Rizoartrosi

L’articolazione alla base del pollice è detta trapezio-metacarpale, poiché è formata da un ossicino del polso – il trapezio – e la parte inferiore del primo osso metacarpale da cui il nome rizo - cioè “radice” in greco - artrosi.

A causa del loro ruolo centrale nel reggere il carico generato dalle funzioni del pollice, le cartilagini che rivestono il trapezio e il primo metacarpo sono soggette a un’usura a volte precoce rispetto ad altre articolazioni: la degenerazione può essere causa di vivo dolore e di gravi problemi funzionali soprattutto nell’esecuzione delle pinze tra pollice e indice.

Alcune persone sono maggiormente esposte a questa malattia, tipicamente le donne dopo i 50 anni. Tra le condizioni favorenti sono riconosciuti precedenti familiari con questa forma di artrosi, attività di particolare impegno per l’articolazione, pregressi traumi dell’articolazione trapezio-metacarpale. La diagnosi della malattia e la sua stadiazione (cioè la valutazione progressiva) richiede, oltre all’esame clinico, un esame radiografico mirato all’articolazione trapezio-metacarpale, meglio se eseguito comparativamente con l’altra mano.

Nelle forme iniziali, il dolore e l’instabilità articolare possono essere controllati con tecniche conservative, grazie all’utilizzo di un tutore di plastica rigida (che serve a mantenere il pollice in posizione corretta, indossato durante la notte e, nelle fasi acute, anche per qualche ora durante il giorno) insieme a trattamenti anti-infiammatori locali come l’ultrasuonoterapia, la laserterapia, o similari.

L’uso di farmaci anti-infiammatori cortisonici o non cortisonici può essere sporadicamente considerato per diminuire il dolore nelle fasi acute della malattia.

Nei casi in cui il trattamento conservativo non sia sufficiente a controllare i sintomi e l’articolazione vada incontro e gravi fenomeni degenerativi, con progressiva distruzione articolare, la chirurgia può offrire diverse soluzioni.

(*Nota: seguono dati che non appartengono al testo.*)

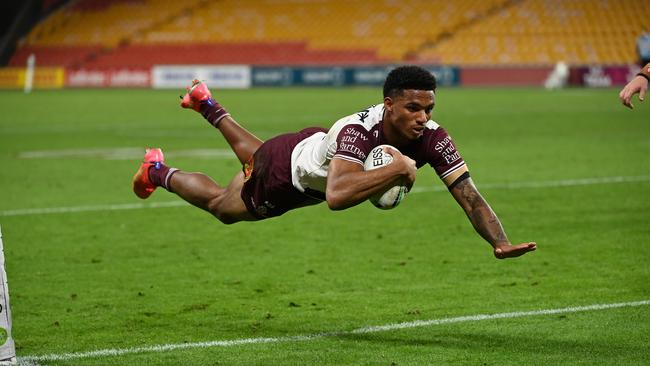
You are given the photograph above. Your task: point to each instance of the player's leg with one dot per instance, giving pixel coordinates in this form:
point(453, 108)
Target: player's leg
point(242, 142)
point(224, 203)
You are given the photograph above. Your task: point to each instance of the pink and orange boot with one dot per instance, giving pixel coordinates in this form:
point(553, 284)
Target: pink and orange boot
point(142, 186)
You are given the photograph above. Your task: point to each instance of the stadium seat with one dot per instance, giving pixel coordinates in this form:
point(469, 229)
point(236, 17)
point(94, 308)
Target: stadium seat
point(267, 32)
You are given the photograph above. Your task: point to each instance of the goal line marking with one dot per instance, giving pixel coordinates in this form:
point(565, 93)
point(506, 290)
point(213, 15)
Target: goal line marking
point(310, 337)
point(177, 203)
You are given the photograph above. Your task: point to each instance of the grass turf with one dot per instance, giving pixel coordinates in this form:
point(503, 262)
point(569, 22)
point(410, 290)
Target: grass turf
point(128, 278)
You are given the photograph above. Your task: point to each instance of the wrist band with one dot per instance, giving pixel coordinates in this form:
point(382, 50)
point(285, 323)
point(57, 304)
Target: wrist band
point(644, 75)
point(645, 72)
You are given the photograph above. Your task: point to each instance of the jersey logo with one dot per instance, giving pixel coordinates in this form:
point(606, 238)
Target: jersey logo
point(363, 115)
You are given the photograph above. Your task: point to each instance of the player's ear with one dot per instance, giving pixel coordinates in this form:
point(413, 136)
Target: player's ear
point(388, 104)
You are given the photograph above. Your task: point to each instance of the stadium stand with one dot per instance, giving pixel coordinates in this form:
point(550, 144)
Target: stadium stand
point(546, 32)
point(140, 33)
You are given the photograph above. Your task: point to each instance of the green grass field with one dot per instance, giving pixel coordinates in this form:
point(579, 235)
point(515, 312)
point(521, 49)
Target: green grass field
point(92, 268)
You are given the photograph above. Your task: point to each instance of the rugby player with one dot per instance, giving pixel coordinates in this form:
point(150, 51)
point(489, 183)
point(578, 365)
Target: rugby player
point(317, 164)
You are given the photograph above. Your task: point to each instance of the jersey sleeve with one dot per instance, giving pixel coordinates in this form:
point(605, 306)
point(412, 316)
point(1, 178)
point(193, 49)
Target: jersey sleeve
point(353, 143)
point(444, 158)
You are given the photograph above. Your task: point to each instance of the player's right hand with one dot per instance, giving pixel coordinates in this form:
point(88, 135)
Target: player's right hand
point(510, 251)
point(638, 85)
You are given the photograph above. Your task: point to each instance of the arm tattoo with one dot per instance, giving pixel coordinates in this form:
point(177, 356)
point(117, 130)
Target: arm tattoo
point(484, 220)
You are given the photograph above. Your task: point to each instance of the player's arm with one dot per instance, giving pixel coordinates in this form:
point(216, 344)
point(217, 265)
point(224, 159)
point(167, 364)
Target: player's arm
point(348, 184)
point(482, 217)
point(637, 85)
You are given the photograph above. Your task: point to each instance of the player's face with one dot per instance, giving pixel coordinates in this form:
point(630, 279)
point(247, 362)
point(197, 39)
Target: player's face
point(409, 112)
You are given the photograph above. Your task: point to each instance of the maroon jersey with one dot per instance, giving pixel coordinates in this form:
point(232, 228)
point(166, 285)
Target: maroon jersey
point(359, 133)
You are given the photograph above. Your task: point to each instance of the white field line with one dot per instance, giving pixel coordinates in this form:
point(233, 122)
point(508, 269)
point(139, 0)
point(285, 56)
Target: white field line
point(514, 185)
point(123, 153)
point(547, 184)
point(310, 337)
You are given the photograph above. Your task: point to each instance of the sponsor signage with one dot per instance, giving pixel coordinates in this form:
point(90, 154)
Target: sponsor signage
point(602, 76)
point(227, 76)
point(101, 78)
point(339, 76)
point(44, 77)
point(272, 76)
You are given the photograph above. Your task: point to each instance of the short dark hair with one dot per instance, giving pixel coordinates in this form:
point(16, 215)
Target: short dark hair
point(408, 77)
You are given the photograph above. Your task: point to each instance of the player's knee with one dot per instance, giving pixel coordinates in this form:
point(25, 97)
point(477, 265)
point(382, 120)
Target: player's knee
point(217, 209)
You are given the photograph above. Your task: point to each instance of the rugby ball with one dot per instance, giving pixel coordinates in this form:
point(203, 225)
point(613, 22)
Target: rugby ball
point(392, 195)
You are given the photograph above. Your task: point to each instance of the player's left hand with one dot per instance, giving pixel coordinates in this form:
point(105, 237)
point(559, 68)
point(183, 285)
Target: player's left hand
point(638, 85)
point(502, 251)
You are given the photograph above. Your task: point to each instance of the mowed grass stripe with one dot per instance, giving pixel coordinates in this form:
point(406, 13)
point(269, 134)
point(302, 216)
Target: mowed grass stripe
point(309, 337)
point(513, 185)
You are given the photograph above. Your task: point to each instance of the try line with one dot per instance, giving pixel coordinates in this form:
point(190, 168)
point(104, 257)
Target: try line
point(310, 337)
point(513, 185)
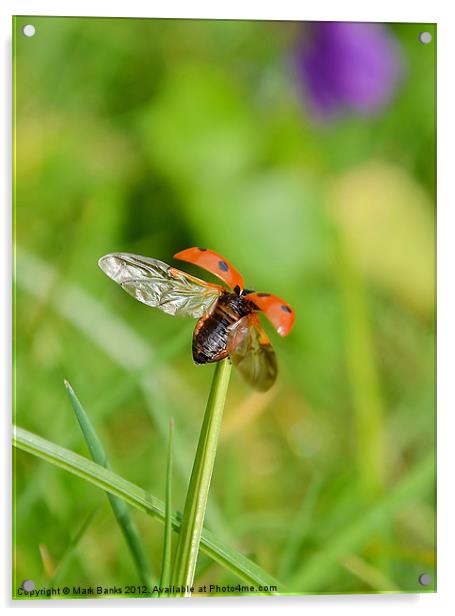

In linea generale lo scopo della chirurgia è di eliminare o ridurre il dolore e stabilizzare l’articolazione distrutta, restituendo al pollice una migliore funzione globale rispetto alle condizioni preoperatorie, funzione che non sarà però mai uguale a quella originale. Esistono numerose tecniche che il chirurgo può adottare in base alla gravità del danno articolare e alla propria esperienza. In caso di danno articolare limitato alla sola articolazione trapezio-metacarpale, può essere eseguito un intervento di “fusione” articolare (cosiddetta “artrodesi”) che si ottiene unendo la base del 1° metacarpo all’osso trapezio con cambre (cioè graffette metalliche) o altri mezzi di sintesi (placche e viti, fili di Kirschner): l’intervento, se coronato da successo, consente di eliminare il dolore e recuperare una buona forza nelle attività del pollice al prezzo di una modesta riduzione della mobilità, solitamente ben accettata dai Pazienti grazie alla funzione delle altre articolazioni del pollice che sostituiscono in grande parte il movimento dell’articolazione eliminata. D’altra parte l’intervento è indicato in caso di distruzione dell’articolazione, quindi in una condizione già di grave limitazione funzionale causata dalla malattia.

In caso di danno esteso all’intero osso trapezio, questa soluzione non è praticabile: sarà necessario ricorrere ad altre tecniche che possono prevedere l’asportazione completa dell’osso trapezio e la ricostruzione dell’articolazione con tecniche di artroplastica biologica (cosiddetta “artroplastica in sospensione”) oppure con protesi di varia tipologia (in silicone, pirocarbonio, metalliche). Queste ricostruzioni articolari offrono un raggio di movimento leggermente superiore ma sono caratterizzate da una minore stabilità articolare e quindi minore forza.

Gli interventi per rizoartrosi sono eseguiti in anestesia regionale (anestesia del plesso brachiale) o generale - in regime di day surgery (senza pernottamento del Paziente) o con una notte di degenza - e hanno una durata di 30-60’.

Dopo questi interventi sono necessari un periodo di immobilizzazione di 4 o 5 settimane e, in seguito, una terapia riabilitativa la cui durata richiede solitamente due mesi.

Per ottenere buoni risultati è indispensabile che la riabilitazione venga eseguita con grande attenzione da Fisioterapisti competenti in tema di chirurgia della mano.